Pierwsze wrażenie: 4/10
Mam do czynienia z parodią, więc o kant dupy rozbić idzie i adres, i belkę, i przede wszystkim szablon. Parodia kojarzy mi się ze śmiechem, czyli czynnością podnoszącą w organizmie poziom endorfin. Wszystko, co się na owym blogu znajduje, prawie wcale mnie nie bawi, a takie zapewne było Wasze główne założenie.
Zacznę od adresu. Chyba nie muszę wspominać, że oryginalnością to on nie grzeszy. Nijak się ma do parodystycznego charakteru bloga. Poza tym, co mnie zresztą niemożebnie zgorszyło, jest na poziomie średnio rozgarniętego gimnazjalisty. Gdybyście naprawdę sypały dowcipem z rękawa, wymyśliłybyście lepszy adres, który już na wstępie by mnie śmieszył zamiast degustować. Przeciętny Kowalki za żadne skarby świata się nie domyśli, że będziecie się starały wywołać u niego radosne kwikanie.

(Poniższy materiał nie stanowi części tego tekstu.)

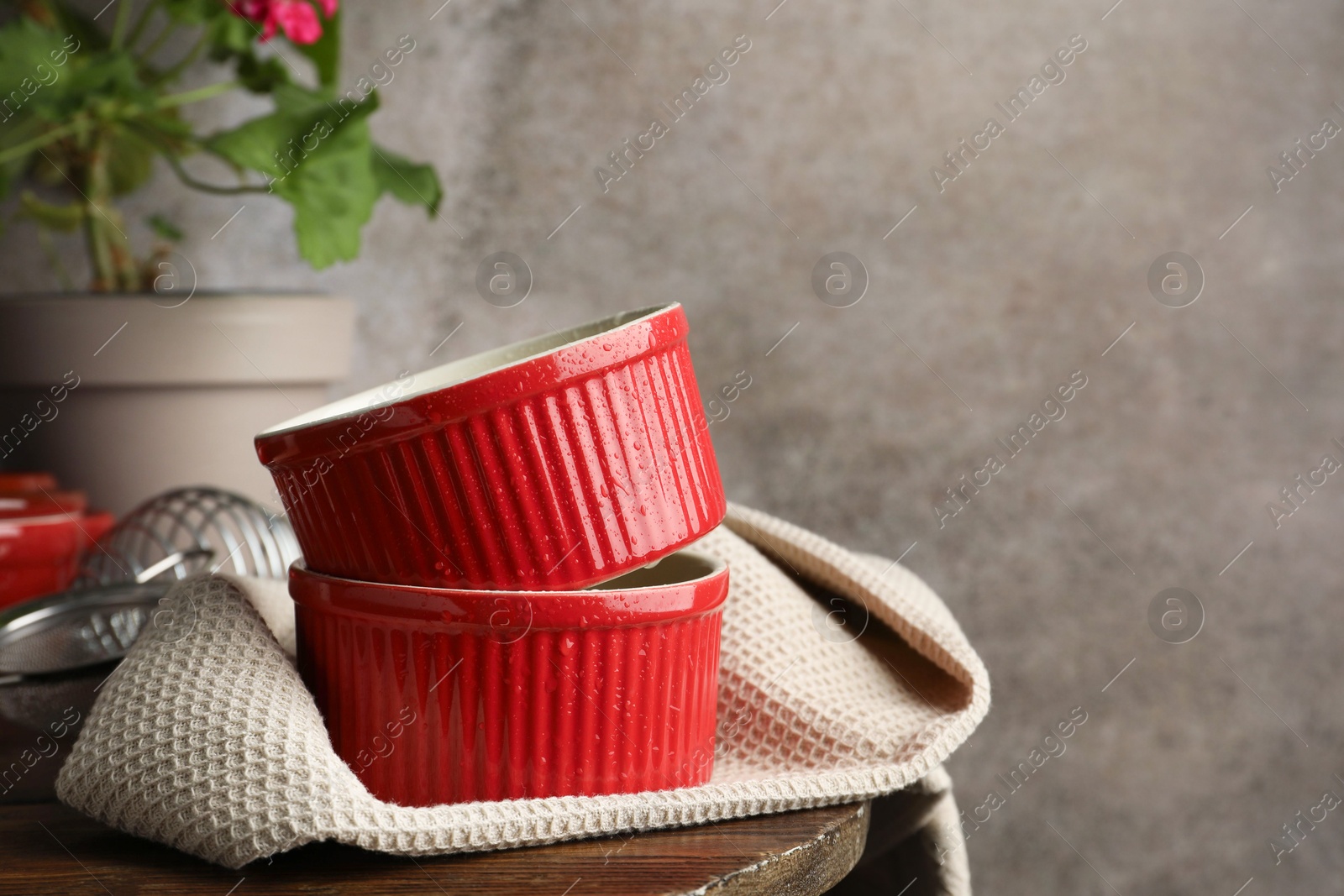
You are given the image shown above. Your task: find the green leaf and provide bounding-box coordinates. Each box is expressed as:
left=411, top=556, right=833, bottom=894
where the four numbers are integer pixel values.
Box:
left=163, top=0, right=229, bottom=25
left=372, top=144, right=444, bottom=217
left=234, top=50, right=289, bottom=92
left=296, top=11, right=341, bottom=94
left=18, top=190, right=85, bottom=233
left=51, top=3, right=110, bottom=52
left=106, top=128, right=155, bottom=196
left=206, top=85, right=381, bottom=267
left=145, top=212, right=183, bottom=244
left=0, top=16, right=70, bottom=103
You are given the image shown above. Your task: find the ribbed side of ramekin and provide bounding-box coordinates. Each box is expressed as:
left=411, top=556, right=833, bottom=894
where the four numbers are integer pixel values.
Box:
left=270, top=340, right=727, bottom=589
left=297, top=605, right=722, bottom=806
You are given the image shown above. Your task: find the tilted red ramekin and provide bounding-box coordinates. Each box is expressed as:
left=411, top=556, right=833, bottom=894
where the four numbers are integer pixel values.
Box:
left=289, top=551, right=728, bottom=806
left=257, top=305, right=727, bottom=589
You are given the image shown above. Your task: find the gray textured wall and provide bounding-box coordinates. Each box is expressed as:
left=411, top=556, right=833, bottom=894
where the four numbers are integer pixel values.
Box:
left=5, top=0, right=1344, bottom=896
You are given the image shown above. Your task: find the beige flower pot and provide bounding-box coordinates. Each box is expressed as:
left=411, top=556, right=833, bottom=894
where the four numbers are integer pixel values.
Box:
left=0, top=296, right=354, bottom=513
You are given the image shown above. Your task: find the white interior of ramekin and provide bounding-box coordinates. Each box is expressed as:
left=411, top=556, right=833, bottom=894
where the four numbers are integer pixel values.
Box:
left=258, top=304, right=672, bottom=438
left=583, top=551, right=727, bottom=591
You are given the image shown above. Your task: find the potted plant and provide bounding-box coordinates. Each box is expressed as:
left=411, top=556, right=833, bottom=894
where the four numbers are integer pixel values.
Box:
left=0, top=0, right=442, bottom=511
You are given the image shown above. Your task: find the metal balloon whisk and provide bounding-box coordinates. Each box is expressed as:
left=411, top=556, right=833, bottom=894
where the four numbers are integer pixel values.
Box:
left=72, top=486, right=302, bottom=591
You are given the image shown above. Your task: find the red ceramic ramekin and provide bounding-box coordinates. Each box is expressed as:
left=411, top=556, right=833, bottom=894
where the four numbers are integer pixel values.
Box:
left=257, top=305, right=727, bottom=591
left=289, top=551, right=728, bottom=806
left=0, top=491, right=112, bottom=607
left=0, top=471, right=58, bottom=491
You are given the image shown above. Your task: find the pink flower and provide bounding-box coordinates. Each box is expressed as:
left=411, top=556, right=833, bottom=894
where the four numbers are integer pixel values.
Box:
left=228, top=0, right=339, bottom=43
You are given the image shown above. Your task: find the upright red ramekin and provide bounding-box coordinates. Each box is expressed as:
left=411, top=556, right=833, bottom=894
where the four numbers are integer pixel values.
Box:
left=257, top=305, right=727, bottom=591
left=289, top=551, right=728, bottom=806
left=0, top=491, right=113, bottom=607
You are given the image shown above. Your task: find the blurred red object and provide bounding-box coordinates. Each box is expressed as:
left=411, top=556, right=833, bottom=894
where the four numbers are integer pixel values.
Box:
left=0, top=471, right=58, bottom=491
left=0, top=483, right=116, bottom=607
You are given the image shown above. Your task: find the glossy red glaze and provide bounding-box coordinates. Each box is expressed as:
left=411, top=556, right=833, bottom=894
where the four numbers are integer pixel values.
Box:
left=289, top=552, right=728, bottom=806
left=0, top=491, right=113, bottom=607
left=257, top=305, right=727, bottom=589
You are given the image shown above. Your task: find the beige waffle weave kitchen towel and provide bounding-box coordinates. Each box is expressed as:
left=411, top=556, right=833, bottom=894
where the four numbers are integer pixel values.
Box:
left=56, top=506, right=990, bottom=867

Belka jest według mnie bardziej spróchniałym pniaczkiem niż solidnym balem. Na samym wstępie taranuje mnie bydło rogate. Czy Wy naprawdę myślicie, że ‘naprawdę’ pisze się ‘na prawdę’? Jeśli tak, to grubo się mylicie. W celu weryfikacji danych polecam wszędobylski (a przynamniej mam taką nadzieję) słownik ortograficzny. Jednak nie zdziwiłabym się, gdyby tak pospolity i używany na co dzień zwrot został w nim pominięty. Wasz pniaczek podchodzi mi do gardła, bo jedynie przedstawia sobą swoje treści, ale w sposób nijaki i rozczarowujący. Trochę pomyślunku i znajdziecie lepsze hasło reklamujące Wasz blog. Tego Wam serdecznie życzę.

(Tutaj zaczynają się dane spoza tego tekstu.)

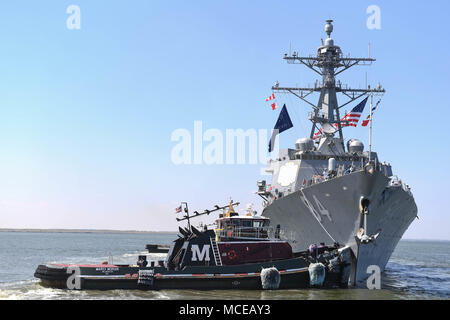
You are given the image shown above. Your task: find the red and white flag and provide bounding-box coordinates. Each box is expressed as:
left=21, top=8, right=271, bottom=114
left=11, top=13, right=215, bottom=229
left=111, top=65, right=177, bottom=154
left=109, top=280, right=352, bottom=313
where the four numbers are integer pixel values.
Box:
left=341, top=98, right=368, bottom=127
left=313, top=129, right=322, bottom=140
left=361, top=99, right=381, bottom=127
left=266, top=93, right=275, bottom=101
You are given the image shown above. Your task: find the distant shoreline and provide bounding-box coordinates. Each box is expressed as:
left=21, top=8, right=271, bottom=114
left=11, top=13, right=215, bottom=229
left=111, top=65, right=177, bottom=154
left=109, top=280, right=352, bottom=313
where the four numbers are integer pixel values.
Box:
left=0, top=228, right=177, bottom=234
left=0, top=228, right=444, bottom=242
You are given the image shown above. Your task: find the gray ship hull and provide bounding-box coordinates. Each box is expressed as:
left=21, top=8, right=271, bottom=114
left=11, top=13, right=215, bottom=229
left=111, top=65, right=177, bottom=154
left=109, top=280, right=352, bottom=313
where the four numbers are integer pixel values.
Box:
left=263, top=171, right=417, bottom=285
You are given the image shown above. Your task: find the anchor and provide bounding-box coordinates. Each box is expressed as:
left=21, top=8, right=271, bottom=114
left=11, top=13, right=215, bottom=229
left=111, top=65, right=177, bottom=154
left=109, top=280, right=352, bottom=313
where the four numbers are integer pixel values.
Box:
left=356, top=197, right=381, bottom=246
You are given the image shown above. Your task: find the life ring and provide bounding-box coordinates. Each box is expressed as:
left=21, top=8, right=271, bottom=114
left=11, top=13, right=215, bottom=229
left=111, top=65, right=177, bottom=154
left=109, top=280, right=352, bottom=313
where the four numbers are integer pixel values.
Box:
left=228, top=250, right=237, bottom=260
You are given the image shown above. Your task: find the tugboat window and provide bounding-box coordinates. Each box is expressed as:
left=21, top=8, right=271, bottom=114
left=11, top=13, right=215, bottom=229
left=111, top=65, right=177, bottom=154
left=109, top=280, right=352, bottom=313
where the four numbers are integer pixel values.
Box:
left=242, top=220, right=252, bottom=227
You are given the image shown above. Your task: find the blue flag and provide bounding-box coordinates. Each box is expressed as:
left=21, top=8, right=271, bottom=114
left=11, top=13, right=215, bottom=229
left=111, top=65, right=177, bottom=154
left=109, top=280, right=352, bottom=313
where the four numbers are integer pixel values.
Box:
left=269, top=104, right=294, bottom=152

O rajciu, a teraz wisienka na szczycie tortu, czyli Wasz szablon! Dlaczego, u licha, jest taki ciemny i ponury? Szykujecie się na pogrzeb, czy planujecie zbrodnię doskonałą? Co z tego, że Severus ma na nagłówku chytruskowatą minę, skoro jedyne, co mnie dopada po pięciu minutach to chandra, a nie obiecany zakwik? Powinno być śmiesznie, kolorowo. Ja niestety zapuszczam w głośnikach marsza żałobnego, bo nic innego nie przychodzi mi do głowy. Chyba czas na drobne zmiany, moje drogie Autorki…
Nagłówek: 3/5
Jeśli przyjąć stanowisko, że nagłówek ma sobą reprezentować parodystyczny charakter bloga, to dałabym Wam tęgie zero. Jestem jednak w bardzo podłym nastroju i nie mam ochoty się na Was wyżywać. Z tego względu przyjęłam stanowisko, że nagłówek ma być estetyczny i reprezentować sobą cokolwiek. I w Waszym przypadku tak jest. Widzę, że z nagłówka świeci do mnie gęba Smarkerusa, a Wasz blog opiera się na kanwie cyklu JKR. Zatem wszystko cacy, daję Wam trzy punkty i wszyscy rozchodzą się zadowoleni.
Treść: 7/10
Rozdział pierwszy ‘Zaproszenia na bal i garnek oleju’.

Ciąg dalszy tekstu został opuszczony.